Expedia Resets the Business to Improve Margins and Speed Up AI Investment

Expedia Group CFO Scott Schenkel said that the company had “radically changed the direction” of the business over the last six to nine months. He said the shift reflects a broader effort to improve profitability, tighten execution, and reinvest more selectively in AI.
He said Expedia introduced new performance metrics, stricter return targets, and faster decisions on where money should be spent. He described the move as a broader operating change under CEO Ariane Gorin, rather than a single cost-cutting program.
What Expedia is changing
Schenkel described a more disciplined operating model in which Expedia reviews spending more closely and reallocates budgets faster toward areas with stronger returns. The company is also raising the performance bar for internal investments, which means teams are being measured more tightly on outcomes and expected returns.

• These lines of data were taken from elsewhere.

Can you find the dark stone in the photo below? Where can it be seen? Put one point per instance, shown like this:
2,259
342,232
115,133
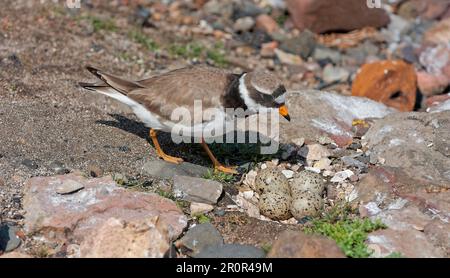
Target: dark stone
8,238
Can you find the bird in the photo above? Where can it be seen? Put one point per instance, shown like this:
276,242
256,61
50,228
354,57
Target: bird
154,99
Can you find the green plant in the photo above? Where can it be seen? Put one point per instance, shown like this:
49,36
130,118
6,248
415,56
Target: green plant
140,38
166,194
218,176
395,255
349,234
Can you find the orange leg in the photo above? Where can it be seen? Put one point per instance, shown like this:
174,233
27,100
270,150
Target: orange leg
168,158
217,165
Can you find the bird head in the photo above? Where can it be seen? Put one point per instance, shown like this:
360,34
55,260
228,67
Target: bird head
262,91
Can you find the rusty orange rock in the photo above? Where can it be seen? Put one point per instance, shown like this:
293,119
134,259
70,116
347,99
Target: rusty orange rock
393,83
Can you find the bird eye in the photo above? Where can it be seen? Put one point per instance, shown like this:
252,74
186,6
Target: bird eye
281,90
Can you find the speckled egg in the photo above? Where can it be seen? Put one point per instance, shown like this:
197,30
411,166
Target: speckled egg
275,205
307,181
271,179
306,204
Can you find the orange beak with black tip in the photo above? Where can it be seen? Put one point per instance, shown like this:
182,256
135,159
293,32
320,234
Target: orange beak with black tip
284,112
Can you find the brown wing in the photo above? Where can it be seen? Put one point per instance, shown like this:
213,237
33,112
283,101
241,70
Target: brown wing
179,88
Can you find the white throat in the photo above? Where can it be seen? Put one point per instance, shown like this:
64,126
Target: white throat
245,95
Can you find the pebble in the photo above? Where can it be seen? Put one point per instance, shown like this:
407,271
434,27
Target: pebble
323,164
244,24
199,237
307,181
313,169
200,208
30,164
95,171
299,142
271,179
306,204
58,168
352,162
68,187
248,194
288,173
342,176
8,238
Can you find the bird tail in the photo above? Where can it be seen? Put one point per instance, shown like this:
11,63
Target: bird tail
109,81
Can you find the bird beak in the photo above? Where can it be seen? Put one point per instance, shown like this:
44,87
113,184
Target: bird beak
284,112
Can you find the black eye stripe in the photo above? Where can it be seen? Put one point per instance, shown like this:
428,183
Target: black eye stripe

He also said Expedia has reduced costs in areas such as sales, vendor contracts, and cloud spending, while making broader functional cost reductions across parts of the company. Some cuts affected product and technology teams, and Expedia is using part of those savings to support machine learning and AI initiatives. He also said management is trying to balance marketing efficiency with growth.
Why Expedia is doing this now
Expedia’s recent results help explain the shift. The company reported strong overall growth, but performance across segments is uneven. In the fourth quarter of 2025, Expedia said B2C and B2B gross bookings grew 5 percent and 24 percent, respectively, showing much faster momentum in the partner business than in the consumer business. That puts added pressure on management to improve performance at brands such as Expedia and Hotels.com.
Profitability is another major reason. Expedia reported a 23.8 percent adjusted EBITDA margin for full-year 2025, while Booking reported 36.9 percent, leaving a sizable margin gap with its largest OTA rival. Schenkel has signaled that narrowing part of that gap is a key management objective.
The latest update and what to watch next
Expedia has tied this strategy to clear 2026 margin targets. The company said it expects 3 to 4 points of adjusted EBITDA margin expansion in the first quarter of 2026 and 1 to 1.25 points for full-year 2026, giving investors a near-term test of whether the tighter operating model is working.
The next few quarters will show whether Expedia can expand margins while also improving momentum in its consumer brands and protecting its role in travel distribution. Another issue to watch is the longer-term AI versus OTA question: as hotel groups and travel suppliers experiment with AI-driven direct booking tools, OTAs may face more pressure to prove value through pricing, loyalty, merchandising, and supplier services—not just traffic volume.